Harry Turner

Personal information
- Full name: Harry Turner
- Date of birth: 19 June 1882
- Place of birth: Farnborough, England
- Date of death: 14 April 1967 (aged 84)
- Position: Outside right

Youth career
- 1900–1903: South Farnborough

Senior career*
- Years: Team / Apps / (Gls)
- 1903–1905: Southampton / 15 / (6)
- 1905–1908: Farnborough
- 1908: Reading
- 1908–????: Farnborough

= Harry Turner (footballer) =

English footballer

Harry Turner (19 June 1882 – 14 April 1967) was an English professional footballer who played as an outside forward for Southampton in the 1900s.

==Football career==
Turner was born in Farnborough, Hampshire, the younger brother of Archie Turner (1877–1925), who played for Southampton from 1899 to 1902, and also made two appearances for England.

He first played for his local side at South Farnborough, from where he was invited to The Dell for a trial in April 1900. He eventually signed for Southampton in late 1903. He made his debut for "the Saints" on Boxing Day 1903, when he replaced the injured Dick Evans in a 1–0 victory over Tottenham Hotspur.

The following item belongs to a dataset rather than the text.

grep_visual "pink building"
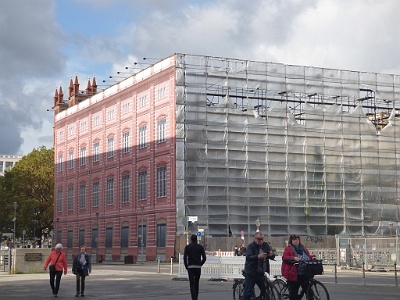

For the remainder of the season, he vied with his unrelated namesake, Joe Turner for the outside-right position, making ten appearances, scoring twice.

For the 1904–05 season, Harry's brother Archie had returned to Southampton, while Joe Turner had moved to New Brompton. With new signing Charles Webb preferred at outside-right, Harry was moved to the left where he made five appearances scoring four goals, including two in a 4–3 victory over Swindon Town on 10 September.

Despite having an "eye for goal", he lacked the skills of his elder brother and spent most of the 1904–05 season in the reserves, who he helped claim the Hampshire Senior Cup.

In the summer of 1905, he returned to north-east Hampshire to play out his career in the Aldershot & District League with Farnborough, although his professional career had a brief renaissance at Reading in 1908.